"El fantasma de la ignorancia", Mari Carmen Moreno Mozo
«El fantasma de la ignorancia», un relato de Mari Carmen Moreno Mozo.
Lo sé. ¡El fantasma de la ignorancia se ha acomodado en mi aula! Lo ha hecho deliberadamente, con alevosía y premeditación. Cada mañana se sienta en una silla, estira las piernas hasta colocarlas encima de la mesa y hace oídos sordos a mis imprecaciones, ni siquiera se siente intimidado cuando le reprocho su falta de respeto.
Al principio intenté que se largase con pancartas alusivas a mi cometido, quería que se sintiese amedrentado y se marchase. Pero, ¡ay!, poco a poco, me he ido habituando y como es un alumno silencioso que no molesta, he optado por dejarlo en paz, ni me he molestado en ponerle un parte y echarlo del aula. Total, ¿para qué? No merece la pena que alce la voz, casi prefiero no irritarlo… He abandonado el hacha de guerra debajo de la mesa e incluso le he hecho gestos, para que escuche mi discurso en silencio.
Desde que él ha llegado, la clase es una balsa de aceite. Ese parece ser el pacto ciego que él ha sellado conmigo, aunque no me haya hecho ninguna proposición indecente. En mi clase no se oye ni una mosca, los alumnos se colocan matemáticamente en hileras de dos en dos y ante la letanía de mis palabras, se adormecen; únicamente su respiración acredita que están vivos. Se acabaron los chillidos, los levantamientos escurridizos para largarse del aula a pulular por el centro, o las preguntas cínicas que provocan cabreos.
Parece como si el fantasma haya creado un muro de contención, una barricada que evita que me lleguen sus siseos o sus reproches. Desde luego, ahora voy al trabajo con alegría, ya no necesito sucedáneos: se acabaron las pastillas matutinas o el carraspeo de la mala leche.
Hasta el resto de profesores ha notado el cambio y me ha felicitado: ellos me preguntan cómo he logrado el silencio, cómo he conseguido que los alumnos me obedezcan; pretenden que les muestre el conejo que ha salido de la chistera, pero yo siempre les contesto con evasivas. No niego que me siento en mi salsa, me encanta el giro que han tomado los acontecimientos. Es un halago que los compañeros te traten como si fueses la heroína indiscutible, la profesora perfecta.
También me echan flores los alumnos: ya no se quejan de mí al tutor, para ellos yo ostento el calificativo de profe enrollada y genial, y me saludan por los pasillos. Los hay que incluso dicen que conmigo se aprende, aunque yo sepa que esto último es una mentirijilla piadosa que engrosa mi currículo y cuya única finalidad es conseguir que nadie averigüe qué demonios está pasando en mis clases.
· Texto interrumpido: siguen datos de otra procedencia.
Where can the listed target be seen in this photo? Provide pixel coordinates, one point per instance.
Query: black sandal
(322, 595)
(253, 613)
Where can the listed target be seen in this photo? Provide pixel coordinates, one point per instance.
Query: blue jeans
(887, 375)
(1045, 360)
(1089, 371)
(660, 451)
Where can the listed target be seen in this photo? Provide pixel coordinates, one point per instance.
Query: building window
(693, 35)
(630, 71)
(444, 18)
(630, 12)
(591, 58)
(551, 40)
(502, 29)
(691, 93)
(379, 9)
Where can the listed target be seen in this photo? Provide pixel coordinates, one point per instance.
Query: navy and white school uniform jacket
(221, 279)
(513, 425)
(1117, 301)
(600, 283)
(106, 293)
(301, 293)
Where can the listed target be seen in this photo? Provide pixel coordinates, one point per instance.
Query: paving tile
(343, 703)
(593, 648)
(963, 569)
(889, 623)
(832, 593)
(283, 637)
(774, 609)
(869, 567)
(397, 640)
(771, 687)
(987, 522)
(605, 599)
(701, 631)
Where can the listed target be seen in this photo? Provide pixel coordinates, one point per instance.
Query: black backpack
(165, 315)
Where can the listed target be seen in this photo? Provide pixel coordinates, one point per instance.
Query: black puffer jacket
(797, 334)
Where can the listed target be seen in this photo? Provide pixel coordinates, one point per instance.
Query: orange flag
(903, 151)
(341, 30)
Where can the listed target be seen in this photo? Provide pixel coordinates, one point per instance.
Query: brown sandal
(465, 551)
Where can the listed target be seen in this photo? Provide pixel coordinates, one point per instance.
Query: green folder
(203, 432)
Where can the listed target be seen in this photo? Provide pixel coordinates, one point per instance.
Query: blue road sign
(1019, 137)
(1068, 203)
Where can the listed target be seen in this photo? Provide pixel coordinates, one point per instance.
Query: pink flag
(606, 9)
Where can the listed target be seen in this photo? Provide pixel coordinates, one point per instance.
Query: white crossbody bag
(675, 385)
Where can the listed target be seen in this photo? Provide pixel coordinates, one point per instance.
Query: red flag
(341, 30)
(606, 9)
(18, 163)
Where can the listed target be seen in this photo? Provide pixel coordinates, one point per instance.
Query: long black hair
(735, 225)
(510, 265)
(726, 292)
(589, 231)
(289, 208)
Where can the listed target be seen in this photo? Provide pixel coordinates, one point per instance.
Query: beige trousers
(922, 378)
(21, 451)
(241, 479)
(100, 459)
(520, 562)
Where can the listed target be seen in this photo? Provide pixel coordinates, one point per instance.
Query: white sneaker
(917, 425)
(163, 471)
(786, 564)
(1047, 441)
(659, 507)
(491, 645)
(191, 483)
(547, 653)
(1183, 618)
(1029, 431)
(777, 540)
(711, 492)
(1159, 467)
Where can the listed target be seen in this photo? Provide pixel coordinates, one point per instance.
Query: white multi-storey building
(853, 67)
Ninguna mancha debe empañar mi currículum ni perjudicarme, si todos queremos que la situación se mantenga impoluta.
Pero hoy he cometido un terrible error… Hoy la seguridad de mi voz se ha quebrado y en el pasillo ha vuelto a oírse mi grito pidiendo silencio, cuando la clase se me ha ido de las manos. Los alumnos se levantaban descontrolados, se acercaban, primero con timidez, pero luego, más seguros, curioseaban los libros que había extendido sobre mi mesa. Libros grandotes, de tapas duras y letras chiquitinas. ¡Cómo no se me había ocurrido antes! El ronroneo de sus voces ha asustado al profesor de la clase de al lado. ¡Qué mala suerte ha tenido! El pobre ha escogido el aula contigua a la mía, porque pensaba que su silencio sería una almohadilla en la que poder apoyar sus propias reivindicaciones inseguras. Cabreado por el descontrol, asoma la cabeza. Los alumnos se ríen con ganas, muestran las ilustraciones al compañero, me piden consejo a gritos, me preguntan el argumento. El profesor, hecho una furia, desanda sus pasos. Se vengará de mí. Se quejará al Jefe de Estudios, conseguirá que a la engreída profesora sabelotodo, la reina del panal, se le bajen los humos. Me tienen sin cuidados las mortificaciones que imagina para mí.
El fantasma se gira al verlo. No puedo creer lo que sucede a continuación: Su excelencia se levanta, se despide de los alumnos y abandona el aula.
Ahora soy yo la que la que me he acercado a curiosear a su aula. No se oye ni una mosca. Veo al fantasma sentado en la primera fila. Siento el estallido de felicidad de los alumnos, que observan a su profesor no dando crédito a lo que ven: agacha la cabeza y se sienta sin que una queja salga por sus labios. Irritado por mi intromisión, se levanta para cerrarme la puerta en mis propias narices. No sé por qué lo hace: su secreto está a salvo conmigo.